Huang Zelun, Zheng Haoran, Huang Junqiang, Yang Yang, Wu Yupeng, Ge Linhu, Wang Liping
Guangzhou Key Laboratory of Basic and Applied Research of Oral Regenerative Medicine, Guangdong Engineering Research Center of Oral Restoration and Reconstruction, Affiliated Stomatology Hospital of Guangzhou Medical University, Guangzhou 510182, China.
Department of Chemical & Materials Engineering, University of Auckland, Auckland 1010, New Zealand.
Diagnostics (Basel). 2022 Nov 3;12(11):2673. doi: 10.3390/diagnostics12112673.
Assessing implant stability is integral to dental implant therapy. This study aimed to construct a multi-task cascade convolution neural network to evaluate implant stability using cone-beam computed tomography (CBCT). A dataset of 779 implant coronal section images was obtained from CBCT scans, and matching clinical information was used for the training and test datasets. We developed a multi-task cascade network based on CBCT to assess implant stability. We used the MobilenetV2-DeeplabV3+ semantic segmentation network, combined with an image processing algorithm in conjunction with prior knowledge, to generate the volume of interest (VOI) that was eventually used for the ResNet-50 classification of implant stability. The performance of the multitask cascade network was evaluated in a test set by comparing the implant stability quotient (ISQ), measured using an Osstell device. The cascade network established in this study showed good prediction performance for implant stability classification. The binary, ternary, and quaternary ISQ classification test set accuracies were 96.13%, 95.33%, and 92.90%, with mean precisions of 96.20%, 95.33%, and 93.71%, respectively. In addition, this cascade network evaluated each implant's stability in only 3.76 s, indicating high efficiency. To our knowledge, this is the first study to present a CBCT-based deep learning approach CBCT to assess implant stability. The multi-task cascade network accomplishes a series of tasks related to implant denture segmentation, VOI extraction, and implant stability classification, and has good concordance with the ISQ.

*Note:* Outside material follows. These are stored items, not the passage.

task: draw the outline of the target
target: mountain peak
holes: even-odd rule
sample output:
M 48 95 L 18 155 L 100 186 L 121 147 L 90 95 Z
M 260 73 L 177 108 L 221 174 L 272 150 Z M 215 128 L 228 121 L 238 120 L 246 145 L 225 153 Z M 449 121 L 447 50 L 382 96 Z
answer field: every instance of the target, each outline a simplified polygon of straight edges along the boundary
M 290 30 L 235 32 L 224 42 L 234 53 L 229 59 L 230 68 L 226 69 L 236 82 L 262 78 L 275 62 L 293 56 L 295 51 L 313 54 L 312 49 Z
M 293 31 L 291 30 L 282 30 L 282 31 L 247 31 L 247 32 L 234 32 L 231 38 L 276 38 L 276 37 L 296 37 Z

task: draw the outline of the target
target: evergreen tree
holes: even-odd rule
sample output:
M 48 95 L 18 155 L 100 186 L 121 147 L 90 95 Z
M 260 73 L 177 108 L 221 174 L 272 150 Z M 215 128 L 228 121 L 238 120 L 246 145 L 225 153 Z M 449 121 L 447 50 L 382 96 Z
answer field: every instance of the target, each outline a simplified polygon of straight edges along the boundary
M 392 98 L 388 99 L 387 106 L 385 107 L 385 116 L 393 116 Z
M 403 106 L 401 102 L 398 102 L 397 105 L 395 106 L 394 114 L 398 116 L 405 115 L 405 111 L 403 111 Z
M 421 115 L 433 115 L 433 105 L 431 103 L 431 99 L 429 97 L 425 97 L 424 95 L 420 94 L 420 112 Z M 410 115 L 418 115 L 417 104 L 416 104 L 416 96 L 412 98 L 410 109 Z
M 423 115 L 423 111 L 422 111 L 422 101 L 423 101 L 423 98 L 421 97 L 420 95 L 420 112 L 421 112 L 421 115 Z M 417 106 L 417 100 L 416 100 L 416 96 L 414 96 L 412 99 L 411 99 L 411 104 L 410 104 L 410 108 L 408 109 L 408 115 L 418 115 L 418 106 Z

评估种植体稳定性是牙种植治疗不可或缺的一部分。本研究旨在构建一个多任务级联卷积神经网络,以使用锥形束计算机断层扫描(CBCT)来评估种植体稳定性。从CBCT扫描中获得了779张种植体冠部截面图像的数据集,并将匹配的临床信息用于训练和测试数据集。我们开发了一种基于CBCT的多任务级联网络来评估种植体稳定性。我们使用MobileNetV2-DeepLabV3+语义分割网络,结合图像处理算法并结合先验知识,生成最终用于种植体稳定性ResNet-50分类的感兴趣体积(VOI)。通过比较使用Osstell设备测量的种植体稳定性商(ISQ),在测试集中评估了多任务级联网络的性能。本研究中建立的级联网络对种植体稳定性分类显示出良好的预测性能。二元、三元和四元ISQ分类测试集的准确率分别为96.13%、95.33%和92.90%,平均精确率分别为96.20%、95.33%和93.71%。此外,该级联网络仅需3.76秒即可评估每个种植体的稳定性,表明效率很高。据我们所知,这是第一项提出基于CBCT的深度学习方法来评估种植体稳定性的研究。该多任务级联网络完成了一系列与种植义齿分割、VOI提取和种植体稳定性分类相关的任务,并且与ISQ具有良好的一致性。